Поражённый, растерянный, испуганный Штоф бережно держал её в своих огромных руках, гладил по голове.
- Если ты могла бы задержаться на два-три дня, я попробовал бы иголочки – когда срок невелик…
- Срок велик, Генрих, я слишком долго раздумывала. И у меня нет двух-трёх дней. Генрих, сделай это быстро, пожалуйста! – попросила она жалобно, утирая слёзы. – Я не хочу, чтобы Виктор знал. Ему будет больно…
И она оторвала лицо от мокрого халата и умоляюще посмотрела ему прямо в глаза. И Штоф сделал то, что не имел права сделать – поцеловал её сначала в лоб, потом – в оба мокрые, покрасневшие глаза, потом в кончик шмыгающего носа, нежно, бережно, легонько. И только после – в губы, потом – ещё раз, и снова - пока поцелуй не стал тем жадным, долгожданным, жарким, настоящим, а не шутливым, – и руки его сами собой сжимали её всё сильнее и сильнее, одна ладонь легла на затылок, другая скользнула вдоль спины. Штоф потерял голову.
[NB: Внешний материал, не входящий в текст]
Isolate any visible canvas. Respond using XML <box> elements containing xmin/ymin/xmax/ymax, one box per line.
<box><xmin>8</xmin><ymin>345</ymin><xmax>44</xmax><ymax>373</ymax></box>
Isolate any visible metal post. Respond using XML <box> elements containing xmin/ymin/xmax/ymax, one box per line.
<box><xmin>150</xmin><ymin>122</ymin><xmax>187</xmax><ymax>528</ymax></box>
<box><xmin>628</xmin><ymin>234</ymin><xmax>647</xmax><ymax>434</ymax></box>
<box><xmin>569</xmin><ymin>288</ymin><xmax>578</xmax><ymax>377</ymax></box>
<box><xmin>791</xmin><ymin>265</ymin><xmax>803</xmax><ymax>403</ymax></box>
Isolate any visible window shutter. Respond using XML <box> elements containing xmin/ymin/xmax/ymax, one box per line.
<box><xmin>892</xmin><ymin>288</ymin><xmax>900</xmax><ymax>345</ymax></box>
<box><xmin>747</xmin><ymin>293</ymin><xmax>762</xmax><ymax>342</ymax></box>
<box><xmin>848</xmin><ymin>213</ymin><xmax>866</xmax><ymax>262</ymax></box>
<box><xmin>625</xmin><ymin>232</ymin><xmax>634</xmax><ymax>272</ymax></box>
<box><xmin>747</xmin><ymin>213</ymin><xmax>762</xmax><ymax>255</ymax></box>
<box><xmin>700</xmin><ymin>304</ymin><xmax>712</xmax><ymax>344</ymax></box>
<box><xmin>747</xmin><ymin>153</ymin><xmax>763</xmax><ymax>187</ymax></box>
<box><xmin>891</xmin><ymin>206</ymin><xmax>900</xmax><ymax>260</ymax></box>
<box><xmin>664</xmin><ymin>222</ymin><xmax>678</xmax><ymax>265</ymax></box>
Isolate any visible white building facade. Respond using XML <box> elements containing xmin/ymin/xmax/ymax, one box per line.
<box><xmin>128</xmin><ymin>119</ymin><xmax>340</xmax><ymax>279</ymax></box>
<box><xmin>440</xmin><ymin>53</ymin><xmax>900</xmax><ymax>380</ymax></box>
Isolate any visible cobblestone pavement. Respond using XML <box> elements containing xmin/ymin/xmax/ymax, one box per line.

- Девочка моя… Любимая, единственная… - шептал он, шумно дыша. Захваченная его страстью врасплох, Елена не могла сосредоточиться, собраться, сообразить, что происходит, и что ей теперь делать: она пришла всего лишь за помощью. Штоф перестал быть похожим на себя, теперь он пугал Елену – неужели все мужчины таковы, абсолютно все?
- Ну, пожалуйста, не уходи, - прошептал он в горячечном бреду. – Любимая, как я люблю тебя, знаешь, я никого в жизни не любил, ты одна, с самой первой секунды, как увидел… самая желанная… Не уходи, не бросай, я с ума сойду от тоски…
Елена почувствовала, как его широкая рука, лежащая на ягодицах, прижала её живот к твёрдой, алчущей плоти, ждущей своего часа – о, какой она будет ненасытной и обезумевшей! А, может, напротив – нежной и трепетной? Ну, довольно, она не жаждет это узнать. И она, собрав силы, оттолкнула Штофа – сначала оторвала руку от бёдер, потом толкнула в грудь.
- Генрих, что ты делаешь? Генрих, ты теперь не сможешь делать аборт! – сказала она скорее изумлённо, чем с упрёком.
Штоф опомнился. Он отпрянул, схватился за голову, сел на стул, снова вскочил, отвернулся к окошку. Руки его дрожали, всё тело тоже сотрясала дрожь, он не находил себе места, сгорая со стыда и желания – один раз сорвавшись, он останавливался и остывал очень медленно.
- Я был ужасен, прости меня, - глухо произнёс он. – Я просто… тормоза сорвало. Теперь ты можешь меня не уважать… или ненавидеть. Что одно и то же…
- Генрих, очнись, ради Бога, очнись! Мне не за что тебя ненавидеть, и ты прости меня – я сама оказалась недопустимо слабой, ты не виноват. Но, Генрих, я ведь пришла к тебе на приём. Ты нужен мне, как врач, как друг, я доверяю тебе. Я ведь в положении – ты ещё не забыл? Ты мне поможешь? Ведь поможешь, да? – Елене приходилось быть жёсткой и напористой.
Г Л А В А 4
… Аборт Елене делал другой врач. Елена вошла в кабинет, словно на помост с гильотиной, но была собрана и уверена в себе. Да, она всё решила правильно. Она не передумает. Это её личная проблема, её личная трагедия, она никого не касается, и Елена справится с ней сама!
Через три часа Елена покинула клинику. Взявший себя в руки, словно разом постаревший, Штоф сам проводил её до двери, где их встретила Бет с телохранителями.
Елена уже обдумала, что скажет Виктору – доктор Ганничек помог ей сочинить достойную версию, которую и подтвердил потом сам на очной ставке с Главным Спонсором и Боссом: дисфункция на фоне приёма противозачаточных гормонов, сильное кровотечение – пришлось делать контрольный соскоб. Несколько дней необходимы покой, воздержание, потом – тщательное предохранение мужа.
Встревоженный Мендес ходил вокруг неё на цыпочках, был бережен до дрожи в коленках и ласков до приторности.
Одна только Бет не смогла сдержать недовольства. Она давно уже женским чутьём догадалась, что тревожит и гнетёт Елену, а затем – поняла истинную причину поездки Елены в клинику. Она ничего не сказала на обратном пути, в машине, но дома попросила Елену для серьёзного разговора.